Exposures with multigenerational effects have profound implications for public health, affecting increasingly more people as the exposed population reproduces. Multigenerational studies, however, are susceptible to informative cluster size, occurring when the number of children to a mother (the cluster size) is related to their outcomes, given covariates. A natural question then arises: what if some women bear no children at all? The impact of these potentially informative empty clusters is currently unknown. This article first evaluates the performance of standard methods for informative cluster size when cluster size is permitted to be zero. We find that if the informative cluster size mechanism induces empty clusters, standard methods lead to biased estimates of target parameters. Joint models of outcome and size are capable of valid conditional inference as long as empty clusters are explicitly included in the analysis, but in practice empty clusters regularly go unacknowledged. In contrast, estimating equation approaches necessarily omit empty clusters and therefore yield biased estimates of marginal effects.
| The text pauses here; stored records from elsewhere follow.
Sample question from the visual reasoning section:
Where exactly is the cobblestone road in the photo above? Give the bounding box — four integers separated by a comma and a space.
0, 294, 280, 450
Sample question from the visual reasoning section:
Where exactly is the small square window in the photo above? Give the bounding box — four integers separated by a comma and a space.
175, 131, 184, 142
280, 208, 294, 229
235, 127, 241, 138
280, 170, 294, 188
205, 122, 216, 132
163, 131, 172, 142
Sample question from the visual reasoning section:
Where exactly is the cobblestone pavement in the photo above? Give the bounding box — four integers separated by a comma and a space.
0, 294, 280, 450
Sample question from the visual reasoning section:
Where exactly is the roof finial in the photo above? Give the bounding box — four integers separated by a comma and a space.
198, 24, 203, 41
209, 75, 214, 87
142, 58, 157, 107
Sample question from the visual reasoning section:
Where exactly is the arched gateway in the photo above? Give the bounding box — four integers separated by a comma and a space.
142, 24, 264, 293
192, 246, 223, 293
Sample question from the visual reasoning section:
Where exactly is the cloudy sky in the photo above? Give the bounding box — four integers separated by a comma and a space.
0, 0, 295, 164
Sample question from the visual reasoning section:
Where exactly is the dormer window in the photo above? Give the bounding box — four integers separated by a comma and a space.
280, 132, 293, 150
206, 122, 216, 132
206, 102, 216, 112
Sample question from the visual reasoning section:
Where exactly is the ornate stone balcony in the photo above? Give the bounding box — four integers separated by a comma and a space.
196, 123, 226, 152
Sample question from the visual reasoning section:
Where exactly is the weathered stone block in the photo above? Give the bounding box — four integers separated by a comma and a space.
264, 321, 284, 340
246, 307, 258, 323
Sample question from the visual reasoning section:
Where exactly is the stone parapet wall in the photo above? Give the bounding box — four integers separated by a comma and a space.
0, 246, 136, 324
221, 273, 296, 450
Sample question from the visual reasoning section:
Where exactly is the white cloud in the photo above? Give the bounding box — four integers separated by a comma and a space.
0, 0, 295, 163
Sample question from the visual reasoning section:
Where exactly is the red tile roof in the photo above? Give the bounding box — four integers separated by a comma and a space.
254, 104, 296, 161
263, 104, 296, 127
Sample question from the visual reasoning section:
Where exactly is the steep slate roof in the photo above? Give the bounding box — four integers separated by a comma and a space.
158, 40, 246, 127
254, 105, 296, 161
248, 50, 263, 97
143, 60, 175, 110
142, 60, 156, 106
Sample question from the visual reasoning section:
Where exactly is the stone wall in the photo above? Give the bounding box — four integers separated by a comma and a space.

To resolve this, we propose a joint marginalized approach that readily incorporates empty clusters and even in their absence permits more intuitive interpretations of population-averaged effects than do current methods. Competing methods are compared via simulation and in a study of the impact of in-utero exposure to diethylstilbestrol on the risk of attention-deficit/hyperactivity disorder (ADHD) among 106 198 children to 47 540 nurses from the Nurses Health Study.

Keywords: Clusters of size zero; Informative cluster size; Joint marginalized models; Transgenerational.